The ordinance pays Kenmore Construction $2,462,159 to replace geriatric water line on the thoroughfare from Fourth to 25th street.
“There’s been an increase in breaks,” service director Todd Shreve told council. “We’ve had five since this project started.”
Shreve said part of the money can come from the water department’s capital fund but the rest will likely be notes. The debt is necessary, though, he said, to prevent the recurring and frustrating problem of ripping up a freshly paved road surface to fix a failing water line, inevitable since the line in question is about a century old.
Shreve said they hadn’t worked out yet how long this will extend the project, which had been scheduled to wrap up in November 2025.
The Utilities Committee approved the measure, sending it on to the full council.
That night, city council approved a lease agreement for the city’s sundry service departments; the request came at the Oct. 21 committee work session.
The city will now gradually replace 22 vehicles it owns in the water treatment plant, sewage treatment plant, water distribution and collection department and storm water department with new ones leased from Enterprise Fleet Management. Shreve said the arrangement will save more than $200,000 over 10 years.
Council also passed an amendment to Barberton’s community reinvestment area. The change expands CRA area 2 to be the entire city with the exception of area 1, which subsumes the Trucen Farm development. This provides a 100% tax abatement for 15 years on new residential construction in Area 2. The Trucen project has its own abatements.
Sandy Baker and Janice Low were reappointed to the Board of Health.
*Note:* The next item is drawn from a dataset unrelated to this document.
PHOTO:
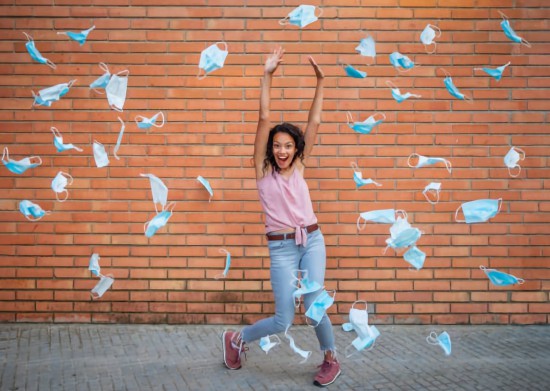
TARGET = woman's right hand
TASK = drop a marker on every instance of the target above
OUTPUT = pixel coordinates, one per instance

Susan Wynn, Jolese Rogers were approved for the Design Review Board and David Wynn and Anthony Harmon were approved for the Planning Commission.
Council also renewed the prosecutor contracts with the cities of Green, New Franklin and Norton.
The grant application for $500,000 over 25 years to the Barberton Community Foundation for the justice center/municipal building project got a second reading and was sent for a third.
Emerging from committees that night was a measure to use $125,000 of Community Development Block Grant money to build restrooms at College Park and a tentative agreement with the local firefighters union.
Another measure appoints retired Metro RTA executive Charles Rector as Barberton’s representative on the Metro board.